Ensemble of Subset Online Sequential Extreme Learning Machine (ESOS-ELM), has been proposed for class imbalance learning from a concept-drifting data stream. In ESOS-ELM, a minority class sample is processed by ‘m’ OS-ELM classifiers (‘m’ should be at least the imbalance ratio, in our case is 10) while a majority class sample is processed by a single classifier. The majority class samples are processed in a round robin fashion, i.e., the first majority class sample is processed by the first classifier, the second sample by the second classifier and so on. In this way, classifiers in the ensemble are trained with balanced subsets from the original imbalanced dataset. Furthermore the WELM is used as a batch classifier for recurrent concepts.

I collected all the paper that i am referring to here

Datastreams

I generated 9 different types of drift forking this generator and building a script to aumatically generate the data streams files. You can find my version of the generator and the script here Datastreams specifics:

100 thousands examples each
4 imbalance rates: 1-9 / 2-8 / 3-7 / 4-6
3 different drift speeds: sudden at 50000th sample, incremental starting at 45000th sample and ending at 55000th sample, recurrent starting at 45000th sample, going until the 50000th and coming back at the original distribution at the 55000th sample.
9 drifts:

Name	Drift type	Drift phase
appearing-clusters	P(y\|X)
splitting-clusters	P(y\|X)
shapeshift	P(y\|X)
clusters-movement	P(y\|X)
disappearing-minority	P(y)
appearing-minority	P(y)
minority-share	P(y)
jitter	P(y\|X)
borderline	P(y\|X)

I also tested the algorithms on the Sea and Sine datasets generated with the corresponding moa generators.
SINE has two relevant attributes. Each attributes has values uniformly distributed in [0; 1]. In the first context all points below the curve y = sin(x) are classified as positive.
SEA concepts functions are described in the paper "A streaming ensemble algorithm (SEA) for large-scale classification".

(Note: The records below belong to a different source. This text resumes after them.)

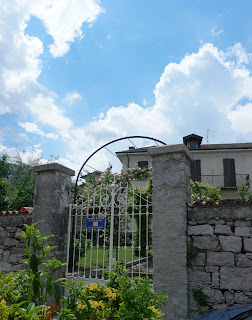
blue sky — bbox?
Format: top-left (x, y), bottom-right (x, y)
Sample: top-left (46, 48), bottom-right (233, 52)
top-left (0, 0), bottom-right (252, 175)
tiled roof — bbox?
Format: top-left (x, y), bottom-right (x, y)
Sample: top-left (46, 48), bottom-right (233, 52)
top-left (0, 210), bottom-right (32, 216)
top-left (116, 146), bottom-right (157, 154)
top-left (188, 199), bottom-right (252, 208)
top-left (193, 142), bottom-right (252, 151)
top-left (116, 142), bottom-right (252, 154)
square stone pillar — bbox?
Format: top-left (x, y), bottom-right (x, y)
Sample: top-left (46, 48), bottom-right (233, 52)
top-left (32, 163), bottom-right (75, 270)
top-left (148, 144), bottom-right (192, 320)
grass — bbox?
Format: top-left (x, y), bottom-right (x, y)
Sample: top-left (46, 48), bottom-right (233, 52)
top-left (76, 247), bottom-right (139, 269)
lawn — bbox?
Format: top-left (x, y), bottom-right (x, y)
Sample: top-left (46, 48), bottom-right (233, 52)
top-left (76, 246), bottom-right (139, 269)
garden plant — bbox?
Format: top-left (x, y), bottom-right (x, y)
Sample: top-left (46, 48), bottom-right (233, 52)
top-left (0, 225), bottom-right (167, 320)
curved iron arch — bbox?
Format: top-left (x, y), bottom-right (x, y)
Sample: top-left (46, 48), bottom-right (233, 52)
top-left (74, 136), bottom-right (166, 204)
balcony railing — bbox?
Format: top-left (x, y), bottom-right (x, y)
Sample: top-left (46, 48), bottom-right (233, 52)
top-left (201, 174), bottom-right (249, 188)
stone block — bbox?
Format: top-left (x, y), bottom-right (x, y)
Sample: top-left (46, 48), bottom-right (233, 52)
top-left (220, 267), bottom-right (252, 291)
top-left (212, 303), bottom-right (227, 310)
top-left (187, 224), bottom-right (213, 236)
top-left (208, 219), bottom-right (225, 225)
top-left (235, 227), bottom-right (251, 237)
top-left (207, 252), bottom-right (235, 267)
top-left (234, 292), bottom-right (252, 304)
top-left (219, 236), bottom-right (242, 252)
top-left (188, 270), bottom-right (211, 285)
top-left (202, 287), bottom-right (225, 304)
top-left (224, 290), bottom-right (234, 306)
top-left (212, 271), bottom-right (220, 288)
top-left (205, 266), bottom-right (220, 272)
top-left (193, 236), bottom-right (219, 250)
top-left (243, 238), bottom-right (252, 252)
top-left (235, 220), bottom-right (251, 227)
top-left (235, 253), bottom-right (252, 268)
top-left (214, 224), bottom-right (232, 236)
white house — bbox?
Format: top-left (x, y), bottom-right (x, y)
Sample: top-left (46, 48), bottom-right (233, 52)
top-left (116, 134), bottom-right (252, 199)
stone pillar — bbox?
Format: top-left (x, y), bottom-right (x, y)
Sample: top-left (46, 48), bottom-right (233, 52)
top-left (148, 144), bottom-right (192, 320)
top-left (32, 163), bottom-right (75, 270)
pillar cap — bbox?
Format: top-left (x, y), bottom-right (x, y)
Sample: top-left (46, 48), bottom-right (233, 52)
top-left (33, 162), bottom-right (75, 176)
top-left (148, 144), bottom-right (193, 161)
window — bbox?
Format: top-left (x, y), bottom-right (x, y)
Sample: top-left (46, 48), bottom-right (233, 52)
top-left (189, 142), bottom-right (198, 149)
top-left (137, 161), bottom-right (148, 168)
top-left (190, 160), bottom-right (201, 182)
top-left (223, 158), bottom-right (236, 187)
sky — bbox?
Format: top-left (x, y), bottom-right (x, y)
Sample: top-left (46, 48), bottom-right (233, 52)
top-left (0, 0), bottom-right (252, 176)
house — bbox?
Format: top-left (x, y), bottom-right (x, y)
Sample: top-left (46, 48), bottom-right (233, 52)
top-left (116, 134), bottom-right (252, 199)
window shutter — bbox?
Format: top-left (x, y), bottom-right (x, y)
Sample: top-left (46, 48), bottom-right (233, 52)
top-left (190, 160), bottom-right (201, 182)
top-left (223, 158), bottom-right (236, 187)
top-left (137, 161), bottom-right (148, 169)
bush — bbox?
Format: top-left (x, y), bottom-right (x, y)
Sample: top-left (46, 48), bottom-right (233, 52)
top-left (0, 225), bottom-right (167, 320)
top-left (237, 180), bottom-right (252, 202)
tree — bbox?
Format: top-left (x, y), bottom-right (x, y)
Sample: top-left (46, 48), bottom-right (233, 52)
top-left (0, 155), bottom-right (9, 211)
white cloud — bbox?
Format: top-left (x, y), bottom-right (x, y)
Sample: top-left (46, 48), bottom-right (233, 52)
top-left (64, 44), bottom-right (252, 153)
top-left (0, 0), bottom-right (102, 134)
top-left (32, 0), bottom-right (103, 57)
top-left (19, 122), bottom-right (59, 139)
top-left (64, 91), bottom-right (81, 106)
top-left (211, 28), bottom-right (224, 37)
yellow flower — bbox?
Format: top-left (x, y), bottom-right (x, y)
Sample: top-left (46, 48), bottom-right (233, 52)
top-left (148, 306), bottom-right (164, 319)
top-left (0, 296), bottom-right (9, 320)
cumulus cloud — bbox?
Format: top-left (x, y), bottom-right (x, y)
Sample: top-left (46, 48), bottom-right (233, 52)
top-left (67, 44), bottom-right (252, 149)
top-left (32, 0), bottom-right (103, 57)
top-left (0, 0), bottom-right (102, 138)
top-left (19, 122), bottom-right (59, 139)
top-left (64, 91), bottom-right (81, 106)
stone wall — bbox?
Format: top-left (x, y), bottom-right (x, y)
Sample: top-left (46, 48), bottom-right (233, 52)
top-left (0, 211), bottom-right (32, 272)
top-left (188, 201), bottom-right (252, 317)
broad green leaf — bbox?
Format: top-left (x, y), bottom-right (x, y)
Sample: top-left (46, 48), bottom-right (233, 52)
top-left (30, 254), bottom-right (38, 274)
top-left (32, 278), bottom-right (40, 297)
top-left (52, 282), bottom-right (61, 304)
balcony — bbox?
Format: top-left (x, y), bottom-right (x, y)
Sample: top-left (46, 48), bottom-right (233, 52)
top-left (201, 174), bottom-right (249, 188)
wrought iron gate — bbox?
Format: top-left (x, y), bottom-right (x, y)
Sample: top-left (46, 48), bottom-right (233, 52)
top-left (66, 183), bottom-right (152, 282)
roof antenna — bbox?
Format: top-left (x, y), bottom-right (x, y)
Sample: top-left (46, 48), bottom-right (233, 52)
top-left (204, 129), bottom-right (215, 144)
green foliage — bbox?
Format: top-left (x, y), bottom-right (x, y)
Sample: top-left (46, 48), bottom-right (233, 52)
top-left (193, 288), bottom-right (207, 307)
top-left (66, 263), bottom-right (167, 320)
top-left (237, 180), bottom-right (252, 202)
top-left (0, 155), bottom-right (9, 211)
top-left (0, 225), bottom-right (167, 320)
top-left (0, 224), bottom-right (64, 320)
top-left (190, 180), bottom-right (221, 202)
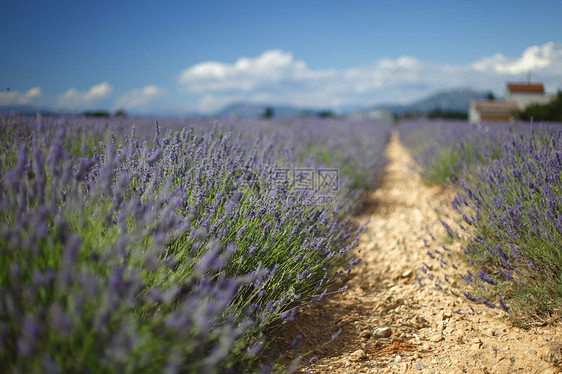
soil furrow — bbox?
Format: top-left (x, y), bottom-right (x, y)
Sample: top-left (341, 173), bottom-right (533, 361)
top-left (272, 133), bottom-right (562, 374)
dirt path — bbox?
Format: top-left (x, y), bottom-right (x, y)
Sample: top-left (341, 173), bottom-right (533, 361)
top-left (272, 130), bottom-right (562, 374)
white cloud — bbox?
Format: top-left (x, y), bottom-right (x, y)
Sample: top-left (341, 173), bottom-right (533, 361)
top-left (0, 87), bottom-right (42, 106)
top-left (115, 85), bottom-right (167, 110)
top-left (179, 42), bottom-right (562, 111)
top-left (472, 42), bottom-right (562, 74)
top-left (57, 82), bottom-right (113, 109)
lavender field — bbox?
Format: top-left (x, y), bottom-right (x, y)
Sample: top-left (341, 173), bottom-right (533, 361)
top-left (0, 115), bottom-right (390, 373)
top-left (399, 122), bottom-right (562, 325)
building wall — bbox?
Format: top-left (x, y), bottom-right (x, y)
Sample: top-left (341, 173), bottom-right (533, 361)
top-left (480, 113), bottom-right (512, 121)
top-left (505, 91), bottom-right (552, 110)
top-left (468, 102), bottom-right (481, 122)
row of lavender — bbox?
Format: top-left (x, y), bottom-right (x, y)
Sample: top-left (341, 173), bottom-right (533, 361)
top-left (399, 122), bottom-right (562, 321)
top-left (0, 115), bottom-right (389, 373)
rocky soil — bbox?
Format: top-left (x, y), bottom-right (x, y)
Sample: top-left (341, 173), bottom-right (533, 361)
top-left (270, 134), bottom-right (562, 374)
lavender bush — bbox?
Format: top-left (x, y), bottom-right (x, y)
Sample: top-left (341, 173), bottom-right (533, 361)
top-left (403, 123), bottom-right (562, 319)
top-left (0, 115), bottom-right (388, 373)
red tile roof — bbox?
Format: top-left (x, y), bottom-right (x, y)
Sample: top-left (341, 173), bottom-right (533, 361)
top-left (507, 83), bottom-right (544, 93)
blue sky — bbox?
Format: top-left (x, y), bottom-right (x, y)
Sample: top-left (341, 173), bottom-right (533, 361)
top-left (0, 0), bottom-right (562, 115)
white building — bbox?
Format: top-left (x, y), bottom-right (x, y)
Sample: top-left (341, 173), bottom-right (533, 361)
top-left (468, 82), bottom-right (554, 122)
top-left (468, 100), bottom-right (519, 122)
top-left (505, 82), bottom-right (554, 110)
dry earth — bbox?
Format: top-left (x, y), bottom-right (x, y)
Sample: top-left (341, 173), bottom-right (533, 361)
top-left (270, 133), bottom-right (562, 374)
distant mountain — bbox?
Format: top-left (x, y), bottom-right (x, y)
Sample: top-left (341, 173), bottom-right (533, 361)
top-left (215, 102), bottom-right (321, 118)
top-left (376, 88), bottom-right (489, 114)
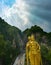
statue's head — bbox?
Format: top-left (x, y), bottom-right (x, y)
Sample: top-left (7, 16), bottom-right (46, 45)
top-left (31, 34), bottom-right (35, 40)
top-left (28, 36), bottom-right (31, 40)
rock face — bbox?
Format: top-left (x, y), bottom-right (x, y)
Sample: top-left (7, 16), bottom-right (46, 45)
top-left (13, 53), bottom-right (25, 65)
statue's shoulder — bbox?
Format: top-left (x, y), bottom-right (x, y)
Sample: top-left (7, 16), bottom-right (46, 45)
top-left (26, 42), bottom-right (30, 47)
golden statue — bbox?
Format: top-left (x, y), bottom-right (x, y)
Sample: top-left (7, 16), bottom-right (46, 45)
top-left (26, 34), bottom-right (42, 65)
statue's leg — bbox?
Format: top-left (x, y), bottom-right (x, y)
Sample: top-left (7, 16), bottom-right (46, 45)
top-left (29, 54), bottom-right (35, 65)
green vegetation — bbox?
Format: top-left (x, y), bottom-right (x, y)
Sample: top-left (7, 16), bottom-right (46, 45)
top-left (0, 18), bottom-right (51, 65)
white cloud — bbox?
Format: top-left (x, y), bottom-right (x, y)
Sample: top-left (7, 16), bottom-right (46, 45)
top-left (0, 0), bottom-right (49, 31)
top-left (1, 0), bottom-right (29, 29)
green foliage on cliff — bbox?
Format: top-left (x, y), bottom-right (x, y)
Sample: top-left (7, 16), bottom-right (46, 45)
top-left (0, 18), bottom-right (23, 65)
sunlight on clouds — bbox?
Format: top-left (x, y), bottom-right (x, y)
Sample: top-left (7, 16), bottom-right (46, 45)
top-left (0, 0), bottom-right (51, 31)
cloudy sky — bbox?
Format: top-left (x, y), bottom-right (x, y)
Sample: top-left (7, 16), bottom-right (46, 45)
top-left (0, 0), bottom-right (51, 32)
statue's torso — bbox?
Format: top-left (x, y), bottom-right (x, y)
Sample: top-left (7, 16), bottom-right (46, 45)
top-left (29, 41), bottom-right (37, 54)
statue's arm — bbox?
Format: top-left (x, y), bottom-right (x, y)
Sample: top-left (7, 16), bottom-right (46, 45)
top-left (36, 42), bottom-right (40, 53)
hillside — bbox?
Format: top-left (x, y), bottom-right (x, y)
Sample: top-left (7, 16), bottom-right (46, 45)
top-left (0, 18), bottom-right (24, 65)
top-left (23, 25), bottom-right (51, 46)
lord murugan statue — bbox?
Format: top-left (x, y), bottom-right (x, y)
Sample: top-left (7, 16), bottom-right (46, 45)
top-left (26, 34), bottom-right (42, 65)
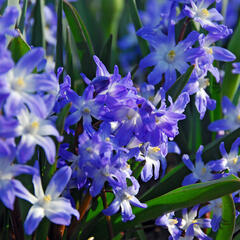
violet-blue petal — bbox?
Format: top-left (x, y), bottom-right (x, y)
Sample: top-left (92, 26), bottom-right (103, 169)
top-left (45, 166), bottom-right (72, 199)
top-left (212, 46), bottom-right (236, 62)
top-left (24, 205), bottom-right (44, 235)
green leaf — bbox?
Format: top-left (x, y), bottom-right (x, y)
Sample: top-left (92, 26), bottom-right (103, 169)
top-left (84, 175), bottom-right (240, 239)
top-left (63, 0), bottom-right (95, 77)
top-left (8, 33), bottom-right (31, 63)
top-left (100, 34), bottom-right (112, 69)
top-left (140, 128), bottom-right (240, 201)
top-left (128, 0), bottom-right (150, 56)
top-left (216, 195), bottom-right (236, 240)
top-left (49, 103), bottom-right (71, 177)
top-left (55, 0), bottom-right (63, 76)
top-left (166, 65), bottom-right (194, 102)
top-left (18, 0), bottom-right (28, 33)
top-left (32, 0), bottom-right (46, 48)
top-left (222, 21), bottom-right (240, 100)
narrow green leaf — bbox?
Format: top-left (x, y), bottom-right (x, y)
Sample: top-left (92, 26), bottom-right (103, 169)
top-left (222, 21), bottom-right (240, 100)
top-left (55, 0), bottom-right (63, 76)
top-left (85, 175), bottom-right (240, 239)
top-left (216, 195), bottom-right (236, 240)
top-left (49, 103), bottom-right (71, 177)
top-left (32, 0), bottom-right (46, 48)
top-left (8, 33), bottom-right (31, 62)
top-left (63, 0), bottom-right (95, 77)
top-left (18, 0), bottom-right (28, 33)
top-left (140, 128), bottom-right (240, 201)
top-left (166, 65), bottom-right (194, 102)
top-left (100, 34), bottom-right (112, 69)
top-left (128, 0), bottom-right (150, 56)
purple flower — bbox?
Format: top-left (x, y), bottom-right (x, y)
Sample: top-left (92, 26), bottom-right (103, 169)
top-left (179, 205), bottom-right (211, 240)
top-left (0, 7), bottom-right (18, 41)
top-left (184, 0), bottom-right (223, 30)
top-left (155, 212), bottom-right (182, 239)
top-left (208, 96), bottom-right (240, 132)
top-left (182, 146), bottom-right (213, 186)
top-left (14, 166), bottom-right (79, 235)
top-left (103, 177), bottom-right (147, 222)
top-left (232, 62), bottom-right (240, 74)
top-left (137, 24), bottom-right (203, 90)
top-left (198, 198), bottom-right (222, 232)
top-left (210, 138), bottom-right (240, 176)
top-left (0, 139), bottom-right (36, 210)
top-left (0, 108), bottom-right (62, 164)
top-left (0, 48), bottom-right (58, 117)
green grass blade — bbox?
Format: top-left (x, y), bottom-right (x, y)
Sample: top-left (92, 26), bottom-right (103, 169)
top-left (32, 0), bottom-right (46, 48)
top-left (222, 21), bottom-right (240, 100)
top-left (128, 0), bottom-right (150, 56)
top-left (216, 195), bottom-right (236, 240)
top-left (8, 33), bottom-right (31, 62)
top-left (63, 0), bottom-right (96, 78)
top-left (55, 0), bottom-right (63, 75)
top-left (140, 128), bottom-right (240, 201)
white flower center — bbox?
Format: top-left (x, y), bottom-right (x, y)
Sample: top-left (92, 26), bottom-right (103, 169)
top-left (167, 50), bottom-right (176, 63)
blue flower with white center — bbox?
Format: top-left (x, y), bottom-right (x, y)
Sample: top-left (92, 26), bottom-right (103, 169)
top-left (0, 108), bottom-right (62, 164)
top-left (0, 41), bottom-right (14, 75)
top-left (185, 59), bottom-right (216, 119)
top-left (0, 48), bottom-right (58, 117)
top-left (208, 96), bottom-right (240, 132)
top-left (65, 85), bottom-right (104, 134)
top-left (179, 205), bottom-right (211, 240)
top-left (0, 7), bottom-right (18, 44)
top-left (103, 177), bottom-right (147, 222)
top-left (14, 166), bottom-right (79, 235)
top-left (210, 138), bottom-right (240, 176)
top-left (184, 0), bottom-right (223, 30)
top-left (198, 198), bottom-right (222, 232)
top-left (182, 146), bottom-right (213, 186)
top-left (232, 62), bottom-right (240, 74)
top-left (198, 34), bottom-right (236, 82)
top-left (155, 212), bottom-right (182, 240)
top-left (137, 24), bottom-right (203, 90)
top-left (0, 139), bottom-right (36, 210)
top-left (136, 143), bottom-right (167, 182)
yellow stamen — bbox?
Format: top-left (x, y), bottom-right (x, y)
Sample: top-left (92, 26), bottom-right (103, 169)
top-left (167, 50), bottom-right (176, 62)
top-left (206, 48), bottom-right (213, 55)
top-left (83, 108), bottom-right (90, 113)
top-left (201, 8), bottom-right (210, 18)
top-left (152, 147), bottom-right (160, 152)
top-left (31, 121), bottom-right (39, 129)
top-left (202, 167), bottom-right (207, 174)
top-left (233, 157), bottom-right (238, 164)
top-left (43, 195), bottom-right (52, 202)
top-left (169, 219), bottom-right (178, 225)
top-left (16, 77), bottom-right (25, 87)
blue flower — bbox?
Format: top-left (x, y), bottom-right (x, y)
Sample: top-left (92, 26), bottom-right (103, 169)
top-left (208, 96), bottom-right (240, 132)
top-left (0, 48), bottom-right (56, 116)
top-left (0, 108), bottom-right (62, 164)
top-left (184, 0), bottom-right (223, 30)
top-left (14, 166), bottom-right (79, 235)
top-left (0, 139), bottom-right (36, 210)
top-left (137, 24), bottom-right (203, 90)
top-left (155, 212), bottom-right (182, 240)
top-left (179, 205), bottom-right (211, 240)
top-left (198, 198), bottom-right (222, 232)
top-left (0, 7), bottom-right (18, 41)
top-left (182, 146), bottom-right (213, 186)
top-left (210, 138), bottom-right (240, 176)
top-left (103, 177), bottom-right (147, 222)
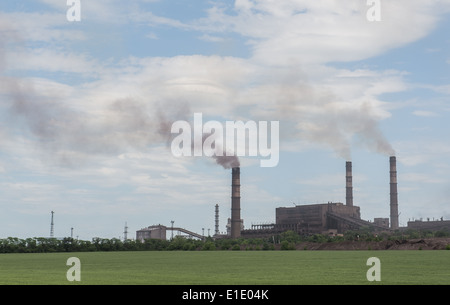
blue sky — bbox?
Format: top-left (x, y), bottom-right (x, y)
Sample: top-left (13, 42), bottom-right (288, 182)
top-left (0, 0), bottom-right (450, 240)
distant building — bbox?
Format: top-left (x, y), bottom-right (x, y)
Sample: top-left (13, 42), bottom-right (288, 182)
top-left (136, 225), bottom-right (167, 242)
top-left (408, 218), bottom-right (450, 231)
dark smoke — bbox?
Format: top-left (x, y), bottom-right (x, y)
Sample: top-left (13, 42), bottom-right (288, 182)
top-left (212, 156), bottom-right (241, 169)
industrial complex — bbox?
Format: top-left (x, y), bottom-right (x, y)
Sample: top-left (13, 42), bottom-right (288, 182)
top-left (136, 156), bottom-right (450, 241)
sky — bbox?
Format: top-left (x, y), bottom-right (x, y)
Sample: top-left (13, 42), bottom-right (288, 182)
top-left (0, 0), bottom-right (450, 240)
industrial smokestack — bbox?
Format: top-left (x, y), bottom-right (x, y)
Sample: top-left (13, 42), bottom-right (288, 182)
top-left (389, 157), bottom-right (398, 230)
top-left (215, 204), bottom-right (219, 235)
top-left (231, 167), bottom-right (241, 238)
top-left (345, 162), bottom-right (353, 207)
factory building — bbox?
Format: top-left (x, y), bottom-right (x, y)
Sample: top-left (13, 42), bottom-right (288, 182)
top-left (241, 157), bottom-right (398, 238)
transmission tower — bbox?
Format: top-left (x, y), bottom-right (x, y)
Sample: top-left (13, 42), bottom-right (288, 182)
top-left (50, 211), bottom-right (55, 238)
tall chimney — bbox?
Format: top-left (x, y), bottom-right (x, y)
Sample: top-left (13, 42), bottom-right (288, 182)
top-left (215, 204), bottom-right (219, 235)
top-left (345, 162), bottom-right (353, 207)
top-left (389, 157), bottom-right (398, 230)
top-left (231, 167), bottom-right (241, 238)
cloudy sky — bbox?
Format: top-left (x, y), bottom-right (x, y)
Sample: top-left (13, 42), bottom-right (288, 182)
top-left (0, 0), bottom-right (450, 240)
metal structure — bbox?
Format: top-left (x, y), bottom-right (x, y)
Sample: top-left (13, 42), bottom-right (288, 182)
top-left (345, 162), bottom-right (353, 206)
top-left (50, 211), bottom-right (55, 238)
top-left (231, 167), bottom-right (242, 238)
top-left (123, 222), bottom-right (128, 241)
top-left (389, 157), bottom-right (399, 230)
top-left (214, 204), bottom-right (219, 235)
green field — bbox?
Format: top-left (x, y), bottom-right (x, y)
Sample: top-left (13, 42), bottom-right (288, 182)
top-left (0, 250), bottom-right (450, 285)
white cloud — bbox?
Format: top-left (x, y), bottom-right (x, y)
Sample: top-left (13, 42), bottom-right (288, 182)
top-left (413, 110), bottom-right (439, 118)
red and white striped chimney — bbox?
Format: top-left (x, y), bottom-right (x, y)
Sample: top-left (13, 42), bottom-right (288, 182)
top-left (389, 157), bottom-right (399, 230)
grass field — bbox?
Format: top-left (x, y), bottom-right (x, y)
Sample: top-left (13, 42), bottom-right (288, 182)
top-left (0, 250), bottom-right (450, 285)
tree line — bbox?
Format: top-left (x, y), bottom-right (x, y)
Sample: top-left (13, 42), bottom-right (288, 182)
top-left (0, 228), bottom-right (450, 253)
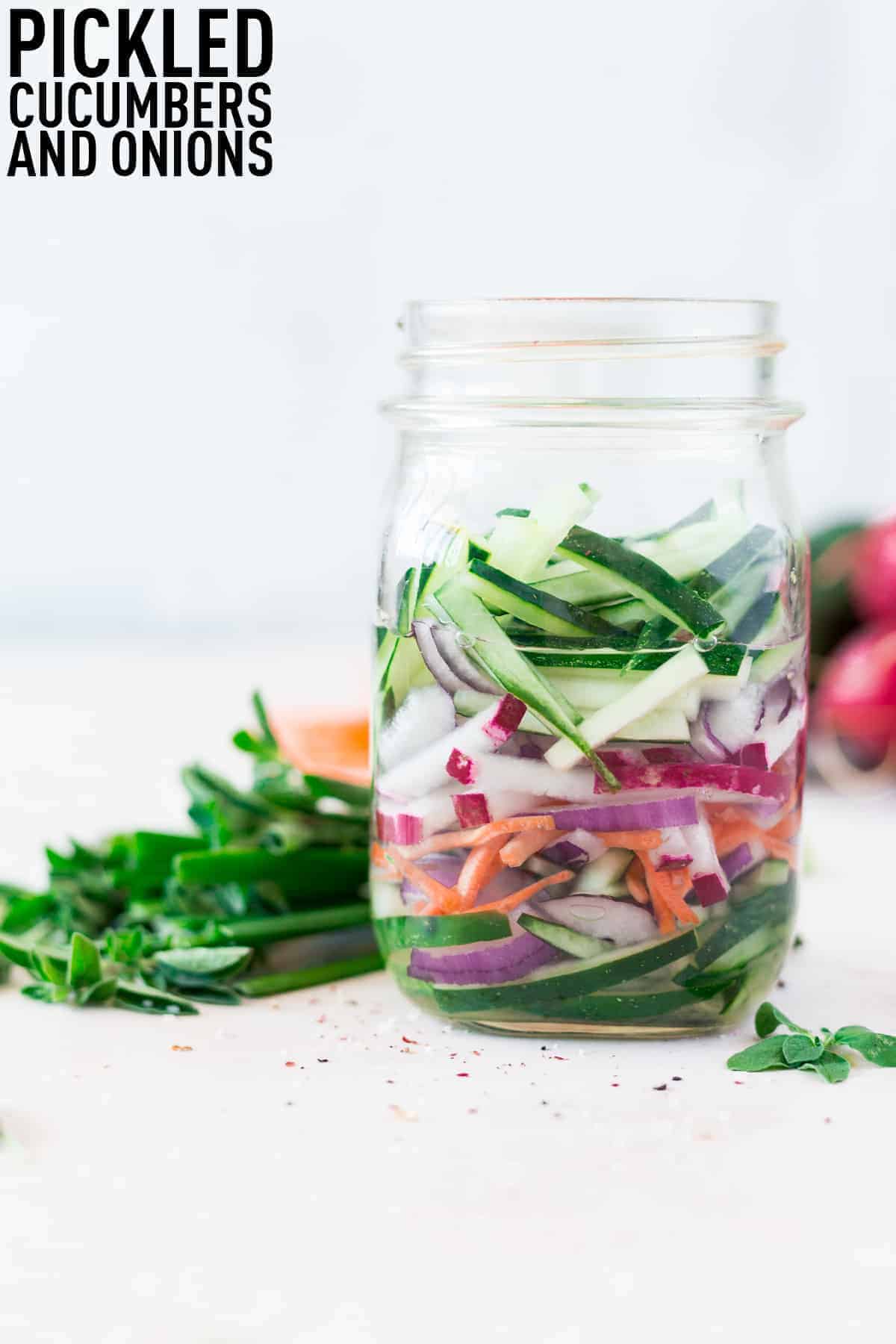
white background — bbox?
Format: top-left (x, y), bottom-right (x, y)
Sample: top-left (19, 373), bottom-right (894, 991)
top-left (0, 0), bottom-right (896, 644)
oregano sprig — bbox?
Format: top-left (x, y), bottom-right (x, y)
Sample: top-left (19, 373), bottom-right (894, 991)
top-left (728, 1003), bottom-right (896, 1083)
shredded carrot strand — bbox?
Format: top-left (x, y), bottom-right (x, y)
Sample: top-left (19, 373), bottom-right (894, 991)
top-left (638, 853), bottom-right (700, 931)
top-left (381, 853), bottom-right (457, 910)
top-left (501, 830), bottom-right (570, 868)
top-left (385, 813), bottom-right (555, 859)
top-left (476, 868), bottom-right (575, 914)
top-left (455, 835), bottom-right (504, 910)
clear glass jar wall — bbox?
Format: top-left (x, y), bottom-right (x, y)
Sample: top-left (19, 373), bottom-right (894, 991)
top-left (371, 299), bottom-right (807, 1036)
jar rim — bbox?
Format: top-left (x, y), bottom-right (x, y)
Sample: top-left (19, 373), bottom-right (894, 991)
top-left (398, 296), bottom-right (785, 368)
top-left (380, 396), bottom-right (805, 434)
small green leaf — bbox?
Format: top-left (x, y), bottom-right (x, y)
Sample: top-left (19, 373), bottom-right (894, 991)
top-left (0, 938), bottom-right (39, 971)
top-left (28, 948), bottom-right (69, 985)
top-left (116, 981), bottom-right (199, 1018)
top-left (728, 1036), bottom-right (788, 1074)
top-left (77, 976), bottom-right (118, 1008)
top-left (782, 1036), bottom-right (825, 1065)
top-left (833, 1027), bottom-right (896, 1068)
top-left (106, 929), bottom-right (145, 965)
top-left (22, 984), bottom-right (69, 1004)
top-left (66, 933), bottom-right (102, 989)
top-left (756, 1003), bottom-right (809, 1036)
top-left (799, 1050), bottom-right (849, 1083)
top-left (155, 948), bottom-right (252, 985)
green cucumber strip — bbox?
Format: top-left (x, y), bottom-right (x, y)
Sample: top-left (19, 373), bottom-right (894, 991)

Each one in the following versions:

2 types of drift: sudden, incremental
4 imbalance rates: 1-9 / 2-8 / 3-7 / 4-6

p(y) Concept Drift: Data streams SINE have a severe class imbalance change, in which the minority (majority) class of the first half of the data streams becomes the majority (minority) during the latter half. SEA have a less severe change, in which the data streams are balanced during the first half and become imbalanced during the latter half. In the gradual drifting cases, p(y) is changed linearly during the concept transition period (time step $45,000$ to time step $55,000$).
p(X|y) Concept Drift: The data stream is constantly imbalanced. In particular, the class imbalance ratio, respectively in each stream, is 1:9, 2:8, 3:7 and 4:6 both before and after the concept drift occurrence. The concept drift in each data stream is determined by introducing a constraint that changes the x1 probability of the negative class (0) of being less than a certain value n. Before the drift occurrence, the probability is p(x1 < n) = 0.9 while after, it is p(x1 < n) = 0.1. In the gradual drifting cases, it is changed linearly during the concept transition period.
p(y|X)$ Concept Drift: The data stream is constantly imbalanced. In particular, the class imbalance ratio, respectively in each stream, is 1:9, 2:8, 3:7 and 4:6 both before and after the concept drift occurrence. The data distribution in SINE involves a concept swap, while the data distribution in SEA has a concept drift due to the theta value change. The change in SEA is less severe than the change in SINE because some of the examples from the old concept are still valid under the new concept after the threshold moves completely.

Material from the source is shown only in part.